Девочка задыхалась от крика и плача, ее худенькое личико покрылось красными пятнами. Степа в сердцах макнул соску в кастрюлю и сунул в рот сестренке. Девочка жадно зачмокала.

— Голодная, мокрая! — Варя взяла ребенка на руки, сняла с веревки пеленку и, забрав кастрюлю с манной кашей, принялась кормить девочку. После третьей ложки та загугукала.

Отведя товарища к двери, Тереша тихонько укорял его:

— Где глаза были? Машка свой час разумеет, а ты резинку суешь! Хороша нянька.

Степа не знал, куда уехали мать и бабушка, или ему было не велено говорить. А Тереша, не обращая внимания на его угрожающие знаки, разоткровенничался о невзгодах своего приятеля.

— Чуриковки они у него, — говорил он таким осуждающим тоном, словно по вине Степы бабушка и мать стали сектантками. — Да что с них возьмешь! Народ они темный. Хлебом не корми, позволь только друг дружку называть «братец», «сестрица»… А один «братец» бакалейный магазин держит, другой занимается извозом, третий — хозяин меблированных комнат. Этакие вот «сестрицы» работают на них, а дома одну тюрю едят.
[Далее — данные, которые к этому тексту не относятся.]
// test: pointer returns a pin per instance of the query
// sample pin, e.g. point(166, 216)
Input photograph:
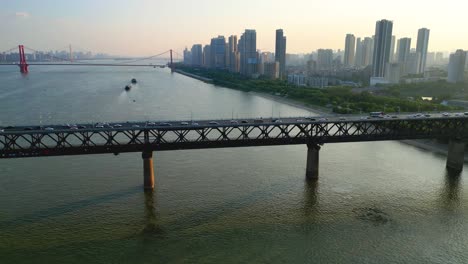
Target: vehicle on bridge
point(376, 114)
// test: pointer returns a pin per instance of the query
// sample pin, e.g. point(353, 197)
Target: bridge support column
point(456, 155)
point(148, 172)
point(312, 161)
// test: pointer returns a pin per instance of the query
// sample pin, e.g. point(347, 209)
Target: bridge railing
point(116, 140)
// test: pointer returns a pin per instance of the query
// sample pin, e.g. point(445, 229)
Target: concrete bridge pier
point(148, 172)
point(312, 161)
point(456, 155)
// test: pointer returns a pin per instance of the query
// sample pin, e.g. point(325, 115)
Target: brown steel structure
point(144, 138)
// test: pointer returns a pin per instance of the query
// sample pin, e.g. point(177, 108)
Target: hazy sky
point(144, 27)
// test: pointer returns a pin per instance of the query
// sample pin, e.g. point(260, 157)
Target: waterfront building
point(421, 47)
point(403, 54)
point(324, 59)
point(233, 54)
point(358, 58)
point(207, 56)
point(413, 63)
point(218, 52)
point(248, 52)
point(187, 57)
point(367, 51)
point(382, 43)
point(392, 49)
point(271, 69)
point(350, 47)
point(197, 55)
point(280, 52)
point(393, 73)
point(456, 67)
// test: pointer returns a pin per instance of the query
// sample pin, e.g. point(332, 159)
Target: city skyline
point(143, 28)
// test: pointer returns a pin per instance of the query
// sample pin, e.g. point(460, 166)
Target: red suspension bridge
point(50, 59)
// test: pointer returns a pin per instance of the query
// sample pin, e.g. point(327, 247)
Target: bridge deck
point(79, 139)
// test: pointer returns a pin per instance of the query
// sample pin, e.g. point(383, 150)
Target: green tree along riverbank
point(339, 99)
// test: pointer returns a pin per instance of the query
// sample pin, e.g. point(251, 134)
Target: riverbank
point(428, 145)
point(198, 77)
point(292, 102)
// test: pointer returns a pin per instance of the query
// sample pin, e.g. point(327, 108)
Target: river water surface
point(378, 202)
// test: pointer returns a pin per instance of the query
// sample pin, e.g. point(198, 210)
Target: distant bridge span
point(146, 137)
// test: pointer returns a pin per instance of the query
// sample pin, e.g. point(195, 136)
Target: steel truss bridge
point(146, 137)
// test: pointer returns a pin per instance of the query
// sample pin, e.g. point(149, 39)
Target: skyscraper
point(367, 51)
point(324, 59)
point(248, 52)
point(403, 50)
point(207, 56)
point(197, 55)
point(350, 44)
point(187, 57)
point(233, 54)
point(280, 52)
point(358, 57)
point(421, 47)
point(403, 54)
point(218, 52)
point(456, 68)
point(382, 43)
point(392, 49)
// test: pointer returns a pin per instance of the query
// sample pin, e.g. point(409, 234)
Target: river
point(376, 202)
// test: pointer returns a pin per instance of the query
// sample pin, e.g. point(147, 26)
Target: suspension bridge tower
point(23, 65)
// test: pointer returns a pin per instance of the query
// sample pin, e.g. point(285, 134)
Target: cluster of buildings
point(240, 55)
point(381, 59)
point(388, 65)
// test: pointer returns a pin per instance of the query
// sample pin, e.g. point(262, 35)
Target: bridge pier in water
point(312, 161)
point(148, 172)
point(456, 155)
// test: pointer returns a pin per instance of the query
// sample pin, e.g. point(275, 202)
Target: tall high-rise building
point(421, 47)
point(248, 52)
point(218, 52)
point(413, 63)
point(233, 54)
point(350, 46)
point(207, 56)
point(271, 70)
point(382, 43)
point(367, 51)
point(392, 49)
point(403, 54)
point(187, 57)
point(403, 50)
point(280, 52)
point(197, 55)
point(358, 57)
point(456, 67)
point(439, 57)
point(324, 59)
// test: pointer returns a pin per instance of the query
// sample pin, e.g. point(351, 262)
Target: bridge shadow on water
point(311, 198)
point(68, 208)
point(450, 193)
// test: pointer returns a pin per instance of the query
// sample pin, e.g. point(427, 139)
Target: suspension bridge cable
point(147, 58)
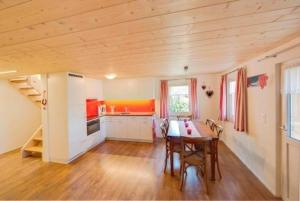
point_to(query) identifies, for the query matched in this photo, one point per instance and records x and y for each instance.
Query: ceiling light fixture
(7, 72)
(110, 76)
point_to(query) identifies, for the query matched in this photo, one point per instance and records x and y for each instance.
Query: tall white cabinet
(66, 116)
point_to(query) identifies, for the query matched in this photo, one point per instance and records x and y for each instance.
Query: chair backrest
(186, 142)
(211, 123)
(166, 123)
(183, 117)
(163, 129)
(219, 129)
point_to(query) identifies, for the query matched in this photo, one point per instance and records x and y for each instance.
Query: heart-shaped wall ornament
(209, 93)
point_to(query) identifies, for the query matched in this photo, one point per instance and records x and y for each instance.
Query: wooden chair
(194, 157)
(219, 130)
(215, 152)
(166, 123)
(211, 123)
(164, 126)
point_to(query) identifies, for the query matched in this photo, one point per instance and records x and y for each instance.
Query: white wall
(94, 90)
(19, 118)
(258, 148)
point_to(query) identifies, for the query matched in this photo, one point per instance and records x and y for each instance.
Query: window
(294, 116)
(292, 90)
(231, 85)
(179, 99)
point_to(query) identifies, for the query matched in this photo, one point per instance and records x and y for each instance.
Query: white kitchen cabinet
(66, 117)
(129, 128)
(145, 128)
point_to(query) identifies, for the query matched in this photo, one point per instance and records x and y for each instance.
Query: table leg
(171, 157)
(213, 159)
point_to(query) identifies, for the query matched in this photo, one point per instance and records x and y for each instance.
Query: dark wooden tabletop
(199, 129)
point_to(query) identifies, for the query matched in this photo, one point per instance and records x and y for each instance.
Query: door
(290, 106)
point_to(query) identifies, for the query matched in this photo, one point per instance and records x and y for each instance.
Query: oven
(93, 125)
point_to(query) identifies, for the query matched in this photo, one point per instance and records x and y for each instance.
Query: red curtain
(194, 100)
(164, 113)
(223, 99)
(240, 123)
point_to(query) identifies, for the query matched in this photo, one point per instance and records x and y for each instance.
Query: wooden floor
(122, 170)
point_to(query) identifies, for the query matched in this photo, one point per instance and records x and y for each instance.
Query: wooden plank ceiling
(140, 37)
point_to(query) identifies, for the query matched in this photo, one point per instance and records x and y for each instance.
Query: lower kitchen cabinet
(128, 128)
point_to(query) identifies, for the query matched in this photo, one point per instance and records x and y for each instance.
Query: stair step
(19, 80)
(37, 94)
(37, 149)
(40, 138)
(26, 88)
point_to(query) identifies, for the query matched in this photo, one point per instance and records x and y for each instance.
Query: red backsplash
(131, 105)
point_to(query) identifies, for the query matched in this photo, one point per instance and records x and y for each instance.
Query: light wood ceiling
(140, 37)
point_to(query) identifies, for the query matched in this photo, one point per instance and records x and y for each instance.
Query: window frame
(231, 77)
(175, 83)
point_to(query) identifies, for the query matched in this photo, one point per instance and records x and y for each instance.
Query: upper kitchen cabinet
(142, 88)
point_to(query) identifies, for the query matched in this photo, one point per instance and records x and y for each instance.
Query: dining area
(196, 144)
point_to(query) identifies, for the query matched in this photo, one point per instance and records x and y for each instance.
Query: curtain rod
(177, 79)
(279, 52)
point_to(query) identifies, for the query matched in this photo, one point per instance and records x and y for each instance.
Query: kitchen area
(123, 120)
(92, 111)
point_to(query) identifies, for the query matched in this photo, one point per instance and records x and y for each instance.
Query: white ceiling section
(140, 37)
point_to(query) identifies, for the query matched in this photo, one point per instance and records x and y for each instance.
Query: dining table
(179, 129)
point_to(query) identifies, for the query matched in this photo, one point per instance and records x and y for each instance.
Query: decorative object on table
(189, 131)
(257, 80)
(209, 93)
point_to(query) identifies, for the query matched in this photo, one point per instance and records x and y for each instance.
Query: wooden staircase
(23, 84)
(34, 146)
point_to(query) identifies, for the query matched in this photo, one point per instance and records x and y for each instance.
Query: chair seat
(195, 160)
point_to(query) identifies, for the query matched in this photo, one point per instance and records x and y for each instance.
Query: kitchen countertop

Варя только диву давалась — до чего бойким на язык оказался этот мальчуган, от горшка два вершка ростом Много позже она узнала: у Тереши Синельникова мать работала в конторе, отец служилсадовником в гребном клубе. На дом они получали газету «Петербургский листок» с воскресным приложением. Его отец почитывал и социал-демократические газеты, пряча их под половицей в кухне. Иногда Тереша забирался в отцовский тайник, хватал газету, пихал ее за пазуху и бежал в сарай. Но однажды он попался. За обедом повздорил со старшим братом и назвал его меньшевиком. Отец ничего не сказал, но с того дня отыскал другое укромное хранилище для газет. По воскресеньям Синельниковы всей семьей ходили в кинематограф «Слон», а иногда и на Большой проспект в «Трокадеро». И Степа любил смотреть комические картины с участием Макса Линдера, но денег у него не было. Он проходил в кинематограф под шинелью какого-нибудь сердобольного солдата.

Варя сгоряча собралась было пойти на Петровский остров к Чурикову. Но о чем ей говорить с хитрым апостолом сектантов? Только время напрасно потеряет. Лучше самой пристыдить Глушину — Степа сказал, что мать завтра собирается выйти на работу, — объяснить ей, какой вред она приносит сыну, заставляя его пропускать уроки. И ради чего? Ради наживы богатых чуриковцев.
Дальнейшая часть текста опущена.